Popular a decade ago, Eric Bana, Ang Lee’s cinematic Hulk, disappeared from the radar for the general public: how was his career?
Eric Bana: if we say his name, most of you will associate him with the tormented one Bruce Banner in one of the first cinecomics of the phenomenon Marvel at the cinema, the criticized Hulk (2003) by Ang Lee. Eric Bana however, after that leap into the star system, he never stopped working, but beyond that little boom in that specific handful of years, chances are you’ve lost sight of him. Let’s see where Eric Bana came from, where he’s been and where he’s probably going.
Eric Bana was born as a comedian
No, that’s not a joke. Indeed the Eric Bana who attracted the attention of the international stage, the dramatic actor, in his homeland Australia was a comic. In the early nineties in Melbourne it was maintained as barista and, a little for fun, he decided to try his hand at cabaret in the same place: from an early age he had loved to imitate friends and relatives. His performances opened the doors of the Australian TV, where a rather fast rise took him between 1993 and 1997 even to a show of his own, The Eric Bana Show: during this period he enjoyed imitating Arnold Schwarzenegger, Sylvester Stallone, Tom Cruise and even Lieutenant Colombo! And always devoted to laughter, he made his debut in the cinema, with comedy Home Sweet Home, in 1997.

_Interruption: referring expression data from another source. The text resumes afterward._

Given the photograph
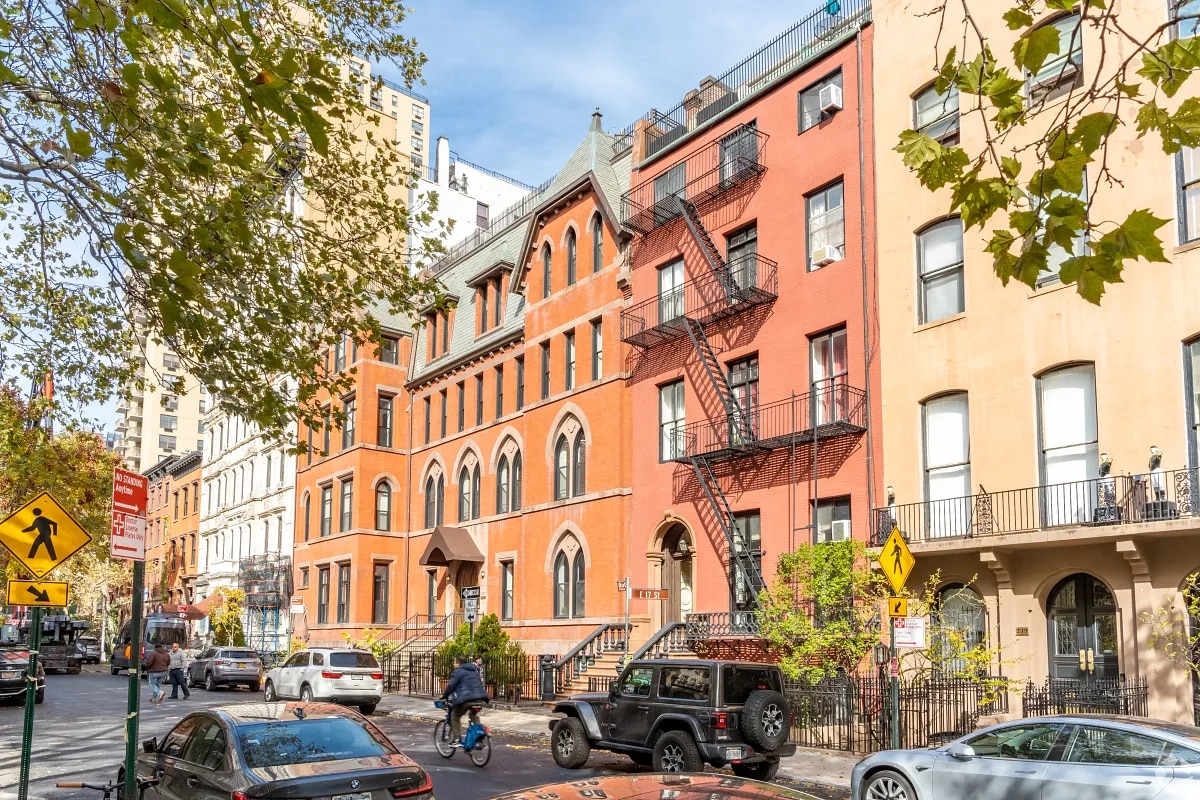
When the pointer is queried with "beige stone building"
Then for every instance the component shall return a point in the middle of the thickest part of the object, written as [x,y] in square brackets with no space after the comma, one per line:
[1002,403]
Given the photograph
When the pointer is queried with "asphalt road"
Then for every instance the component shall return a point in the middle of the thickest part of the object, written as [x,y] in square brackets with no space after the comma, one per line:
[78,735]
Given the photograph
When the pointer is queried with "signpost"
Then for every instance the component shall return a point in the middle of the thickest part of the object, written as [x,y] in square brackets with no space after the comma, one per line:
[129,541]
[41,535]
[898,561]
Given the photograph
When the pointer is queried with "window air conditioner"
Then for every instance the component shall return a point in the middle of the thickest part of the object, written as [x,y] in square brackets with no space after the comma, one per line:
[829,98]
[826,254]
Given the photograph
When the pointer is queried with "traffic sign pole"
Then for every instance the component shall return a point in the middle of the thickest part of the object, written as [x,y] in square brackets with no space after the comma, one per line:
[27,740]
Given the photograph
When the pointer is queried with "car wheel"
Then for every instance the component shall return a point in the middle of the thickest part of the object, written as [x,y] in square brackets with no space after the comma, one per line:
[757,771]
[765,720]
[676,752]
[569,744]
[888,785]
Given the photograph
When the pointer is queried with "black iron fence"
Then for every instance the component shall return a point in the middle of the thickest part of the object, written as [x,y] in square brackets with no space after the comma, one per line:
[1067,696]
[1113,500]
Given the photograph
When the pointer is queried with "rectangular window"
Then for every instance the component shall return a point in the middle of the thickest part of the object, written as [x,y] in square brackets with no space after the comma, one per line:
[389,350]
[947,431]
[671,306]
[748,531]
[499,391]
[597,349]
[671,421]
[507,590]
[348,408]
[346,506]
[826,226]
[387,405]
[833,519]
[479,398]
[520,383]
[940,265]
[1069,450]
[810,102]
[569,361]
[343,594]
[379,595]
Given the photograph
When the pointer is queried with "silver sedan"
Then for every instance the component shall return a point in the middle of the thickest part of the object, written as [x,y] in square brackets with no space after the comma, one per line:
[1043,758]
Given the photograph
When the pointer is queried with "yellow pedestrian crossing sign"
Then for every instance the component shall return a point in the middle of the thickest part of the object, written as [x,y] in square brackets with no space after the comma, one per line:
[897,560]
[41,535]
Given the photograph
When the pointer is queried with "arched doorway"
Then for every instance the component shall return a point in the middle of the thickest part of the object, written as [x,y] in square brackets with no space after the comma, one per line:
[1083,629]
[677,573]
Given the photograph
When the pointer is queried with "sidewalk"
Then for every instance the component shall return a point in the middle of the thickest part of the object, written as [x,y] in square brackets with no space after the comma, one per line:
[827,768]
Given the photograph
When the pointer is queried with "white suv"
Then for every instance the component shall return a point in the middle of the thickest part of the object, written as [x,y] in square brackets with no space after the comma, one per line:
[331,674]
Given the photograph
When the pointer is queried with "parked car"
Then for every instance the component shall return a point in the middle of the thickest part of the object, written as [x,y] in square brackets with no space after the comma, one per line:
[279,750]
[13,666]
[226,667]
[1044,758]
[334,674]
[679,715]
[89,648]
[703,786]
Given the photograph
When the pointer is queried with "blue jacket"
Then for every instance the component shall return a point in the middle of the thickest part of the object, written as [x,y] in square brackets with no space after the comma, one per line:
[465,685]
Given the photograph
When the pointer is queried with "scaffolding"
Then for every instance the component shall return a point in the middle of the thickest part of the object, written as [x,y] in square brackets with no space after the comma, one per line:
[267,581]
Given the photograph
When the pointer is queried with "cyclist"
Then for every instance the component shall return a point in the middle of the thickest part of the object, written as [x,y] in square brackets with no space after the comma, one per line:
[465,690]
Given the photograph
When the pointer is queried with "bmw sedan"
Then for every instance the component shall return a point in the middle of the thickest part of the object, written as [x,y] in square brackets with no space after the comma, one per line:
[280,750]
[1043,758]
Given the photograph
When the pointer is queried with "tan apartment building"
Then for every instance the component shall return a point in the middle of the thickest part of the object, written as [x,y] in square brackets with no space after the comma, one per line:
[1021,426]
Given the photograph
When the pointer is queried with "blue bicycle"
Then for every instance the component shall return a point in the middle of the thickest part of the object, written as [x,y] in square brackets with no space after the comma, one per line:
[477,740]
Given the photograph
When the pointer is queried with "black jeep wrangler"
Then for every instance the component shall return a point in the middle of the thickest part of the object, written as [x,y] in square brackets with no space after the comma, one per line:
[678,715]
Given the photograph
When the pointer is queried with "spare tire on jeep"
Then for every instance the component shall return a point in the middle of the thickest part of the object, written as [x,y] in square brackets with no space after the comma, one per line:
[765,720]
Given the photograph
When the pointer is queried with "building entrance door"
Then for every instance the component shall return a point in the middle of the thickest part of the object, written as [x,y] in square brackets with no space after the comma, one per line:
[1083,615]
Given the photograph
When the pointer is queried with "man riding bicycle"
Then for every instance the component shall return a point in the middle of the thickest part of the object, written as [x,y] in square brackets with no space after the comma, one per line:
[465,690]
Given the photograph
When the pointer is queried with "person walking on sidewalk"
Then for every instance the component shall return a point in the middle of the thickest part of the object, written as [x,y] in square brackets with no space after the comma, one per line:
[157,665]
[178,665]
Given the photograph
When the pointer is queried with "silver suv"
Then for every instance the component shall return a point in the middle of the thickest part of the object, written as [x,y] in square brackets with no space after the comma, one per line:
[330,674]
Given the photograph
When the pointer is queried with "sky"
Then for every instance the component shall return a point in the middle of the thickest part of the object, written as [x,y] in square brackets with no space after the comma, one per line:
[513,84]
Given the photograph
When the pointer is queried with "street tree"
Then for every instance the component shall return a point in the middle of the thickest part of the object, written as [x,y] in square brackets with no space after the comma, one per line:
[1041,128]
[205,175]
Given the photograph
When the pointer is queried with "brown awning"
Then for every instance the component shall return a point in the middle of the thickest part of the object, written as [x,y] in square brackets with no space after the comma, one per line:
[449,545]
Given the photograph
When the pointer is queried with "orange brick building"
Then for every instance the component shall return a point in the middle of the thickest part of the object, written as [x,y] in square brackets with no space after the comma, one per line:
[753,322]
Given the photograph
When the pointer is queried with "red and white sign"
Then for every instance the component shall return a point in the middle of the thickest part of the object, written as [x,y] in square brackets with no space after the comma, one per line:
[129,540]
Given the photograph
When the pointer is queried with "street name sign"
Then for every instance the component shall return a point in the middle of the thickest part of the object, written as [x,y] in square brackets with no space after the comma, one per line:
[42,535]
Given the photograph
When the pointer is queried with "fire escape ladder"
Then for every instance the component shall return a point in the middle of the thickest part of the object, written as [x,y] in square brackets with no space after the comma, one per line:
[741,555]
[713,256]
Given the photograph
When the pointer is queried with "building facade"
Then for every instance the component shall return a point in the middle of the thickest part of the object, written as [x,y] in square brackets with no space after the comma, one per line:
[1041,450]
[751,320]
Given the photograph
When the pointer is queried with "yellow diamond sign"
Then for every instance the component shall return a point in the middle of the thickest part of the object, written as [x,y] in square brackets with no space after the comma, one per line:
[897,560]
[42,535]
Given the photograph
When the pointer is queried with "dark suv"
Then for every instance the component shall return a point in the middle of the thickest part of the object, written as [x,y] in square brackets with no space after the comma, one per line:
[678,715]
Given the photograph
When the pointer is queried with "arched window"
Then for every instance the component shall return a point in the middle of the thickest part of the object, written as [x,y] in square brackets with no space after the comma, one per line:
[465,494]
[502,486]
[597,244]
[562,587]
[570,257]
[577,588]
[579,465]
[516,483]
[562,469]
[383,506]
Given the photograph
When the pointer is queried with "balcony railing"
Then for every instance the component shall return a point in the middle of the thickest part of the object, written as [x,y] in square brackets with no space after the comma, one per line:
[826,413]
[1113,500]
[705,174]
[753,281]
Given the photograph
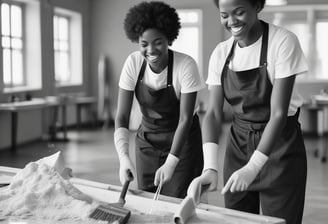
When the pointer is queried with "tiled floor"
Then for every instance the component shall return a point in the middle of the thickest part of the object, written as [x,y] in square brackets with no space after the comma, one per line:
[92,156]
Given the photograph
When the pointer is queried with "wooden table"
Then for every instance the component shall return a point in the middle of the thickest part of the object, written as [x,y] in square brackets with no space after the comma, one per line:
[61,103]
[56,103]
[139,203]
[14,108]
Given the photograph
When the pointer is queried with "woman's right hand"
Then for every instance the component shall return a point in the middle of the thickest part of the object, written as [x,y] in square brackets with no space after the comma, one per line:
[208,180]
[127,170]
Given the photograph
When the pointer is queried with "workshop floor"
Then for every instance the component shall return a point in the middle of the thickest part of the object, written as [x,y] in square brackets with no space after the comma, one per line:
[91,155]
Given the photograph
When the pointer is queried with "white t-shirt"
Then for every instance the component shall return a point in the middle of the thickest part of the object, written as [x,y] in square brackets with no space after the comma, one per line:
[284,58]
[185,75]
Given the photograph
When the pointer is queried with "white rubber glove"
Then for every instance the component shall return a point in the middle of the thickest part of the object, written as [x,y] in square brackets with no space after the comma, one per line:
[207,181]
[165,172]
[211,155]
[121,140]
[242,178]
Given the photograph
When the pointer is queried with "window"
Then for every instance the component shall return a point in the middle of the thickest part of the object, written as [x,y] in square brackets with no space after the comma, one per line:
[67,26]
[20,67]
[189,40]
[310,24]
[12,45]
[62,49]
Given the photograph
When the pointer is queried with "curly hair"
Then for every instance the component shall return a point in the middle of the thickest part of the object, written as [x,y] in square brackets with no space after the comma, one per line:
[155,15]
[253,2]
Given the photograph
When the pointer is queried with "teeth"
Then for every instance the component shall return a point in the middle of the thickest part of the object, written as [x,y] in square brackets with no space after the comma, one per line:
[236,29]
[152,58]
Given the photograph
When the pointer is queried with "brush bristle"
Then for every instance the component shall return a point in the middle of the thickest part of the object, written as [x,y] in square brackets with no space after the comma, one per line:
[111,213]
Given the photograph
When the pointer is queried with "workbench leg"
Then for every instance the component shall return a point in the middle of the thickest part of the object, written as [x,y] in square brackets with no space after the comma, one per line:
[78,116]
[14,117]
[64,125]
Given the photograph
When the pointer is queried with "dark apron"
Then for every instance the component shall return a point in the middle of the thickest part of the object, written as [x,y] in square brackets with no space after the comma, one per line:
[284,175]
[160,117]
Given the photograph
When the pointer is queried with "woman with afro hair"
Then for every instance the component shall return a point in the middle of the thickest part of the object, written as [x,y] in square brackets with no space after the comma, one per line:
[165,82]
[265,164]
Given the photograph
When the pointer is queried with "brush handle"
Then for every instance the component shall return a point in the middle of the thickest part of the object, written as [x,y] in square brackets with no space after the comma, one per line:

The question is: how did that Eric Bana become the Eric Bana we all know, moving from the comic local reality to the Hollwyoodian drama international? A film made in 2000 in Australia unites the two worlds: the director of Chopper (2000), biopic of criminal Mark “Chopper” Read, after five years spent in the vain search for a committed actor, he thought outside the box and proposed the role to this comedian. Eric agreed, the film was a critical success. In the United States they noticed it. It was done. Maybe.
Eric Bana, the man who became the Hulk and Hector
After an American warm up with a part in Black Hawk Down (2001), Eric Bana became Bruce Banner per Lee in Hulk (2003), released when Marvel Studios was not yet part of Disney and the Marvel Cinematic Universe still did not exist. These were the first steps of the phenomenon cinecomic, which at that point boasted only the hits of X-Men (2000) and Spider-Man (2002). Although there was a certain unanimity in considering his performance excellent, the film did not enthuse neither critics nor audiences (lukewarm with 245 million dollars in the box office). At that point Bana was already committed as Hector in Troy (2004), a half-billion-dollar hit, however badly beaten by critics. It is in this particular “suspension of enthusiasm” that perhaps we can read the dynamics of the career of this actor, who nevertheless has maintained an intelligent philosophy, as he explained to Empire:
It’s not like the Hulk was a flop [non più del successivo goffo tentativo di cancellarlo con L’incredibile Hulk, ndr]. When you spin that long it becomes an investment in your person. If I wasn’t happy with the final result, I would be very angry, but in any case until now I feel happy. Troy could make fifty dollars and I wouldn’t regret it anyway.
A philosophical approach, if you like, and on the other hand shortly after Eric showed that he could survive even beyond the blockbusters, with Munich (2005) by Steven Spielberg, one of the least expensive and crudest films of the great American author. We could however say that his place in the sun in the star system ended shortly after, because despite the good The rules of the game (2007) by Curtis Hanson even saw him share the screen with Robert Duvall, we are ready to bet that he was seen by a much smaller number of viewers.
Eric Bana, the man who gave up his Marvel job (or lost it?)
At this point there is the turning point more particular than Eric Bana, we do not know if dictated by a strong poetic idea of his profession, always based on research, or if on the contrary caused by an underestimation of chance, or even by ruthless external wills. According to reports, he is asked if he wants return as Banner in a new movie. Refuse. We don’t know if it really was his refusal to push Marvel to reboot con Norton The Incredible Hulk, or if on the contrary it was the subsequent decision to make a reboot to oust him from the games and we are actually talking about a forced removal. Either way, to a “poised” star like Bana lose a Marvel superhero it is not good for the economic development of his career.
He does not seem to give you much immediate weight, because in 2009 he retraces his past in the cabaret, making fun of himself in the bitter Funny People by Judd Apatow with Adam Sandler and Seth Rogen, just after being Henry VIII in the modest The other woman of the king, between Natalie Portman and Scarlett Johansson. However, these are his last fires in the collective imagination, but the status of star does not necessarily correspond to his serenity. Anyone who has embraced the world of entertainment knows: already working in the business that counts is a success. Maybe few will remember a horror like Deliver Us from Evil (2014), or will make a local mind about his supporting role in King Arthur (2017), but Eric continues his path, even in the miniseries Dirty John (2018-2019). For an ex-Melbourne bartender, that dream harbored while watching the idol on TV Mel Gibson in Mad Max has already come true. Whatever happened.